Now, this is the point where ID folks might point to William Dembski, and start going on about “complex specified information.” They might argue that while certain events are of the “something had to happen” sort, others are not. If five hundred heads came up, you would reject the hypothesis that a fair coin had been flipped in a fair manner. Indeed, but that is simply a bad analogy. Dembski’s attempts to define his notion of “specificity” in a useful, non-vague way that can be applied to biology (or much of anything for that matter) have been entirely unsuccessful. The relentless use of the term “complex specified information” by ID proponents, as though this term actually meant anything, is an example of what I meant in saying that evolution’s critics rely frequently on misapplied jargon.

So that’s the problem. We have no way of defining a relevant probability space. Even if we did, we would still have no way of selecting the relevant event. And even if we could get past those two problems, the number produced by our calculation would tell us nothing. And that is why probability theory is not helpful in this context.

I don’t know why Sean makes such a fetish of probability. During the debate he said that my refusal to supply a probability calculation somehow rendered evolution unscientific, which is rather bizarre. Probability theory is wonderful stuff (my first book was mostly about probability theory) but it is hardly the last word on what is science and what is not.

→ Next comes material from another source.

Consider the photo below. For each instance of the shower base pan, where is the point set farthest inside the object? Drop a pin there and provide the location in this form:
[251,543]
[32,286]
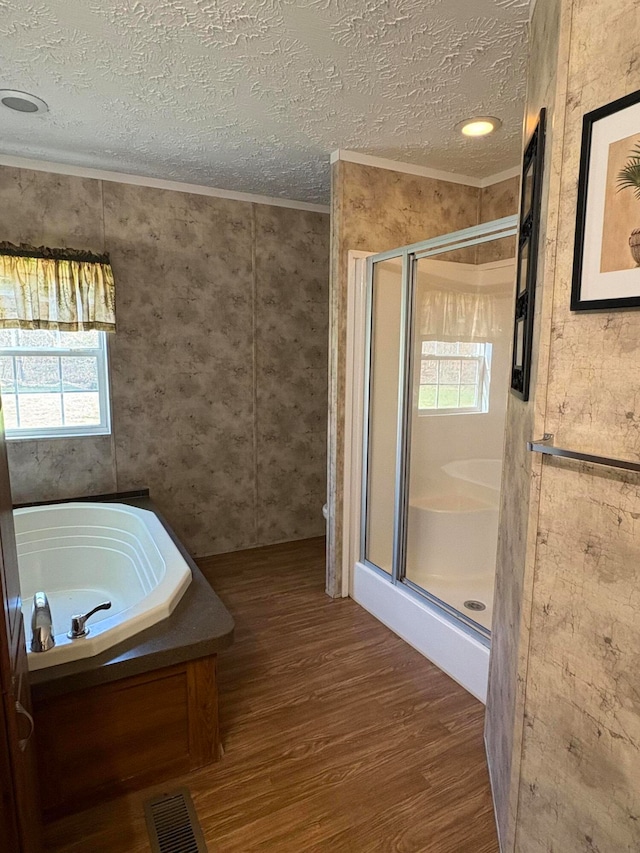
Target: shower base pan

I certainly agree that natural selection has never been observed to produce something as complex as the vertebrate eye. Intelligent agents have never been observed to bring universes into being or to create life from scratch, but Sean has no trouble believing *that* occurred. The fact remains that there is voluminous circumstantial evidence supporting the claim that natural selection can in principle and has in natural history produced complex adaptations. When you contrast this with the perfect vacuum of evidence supporting the existence of intelligent designers who can do what ID folks say they can do, it becomes clear why scientists are all but unanimous in preferring evolution over intelligent design.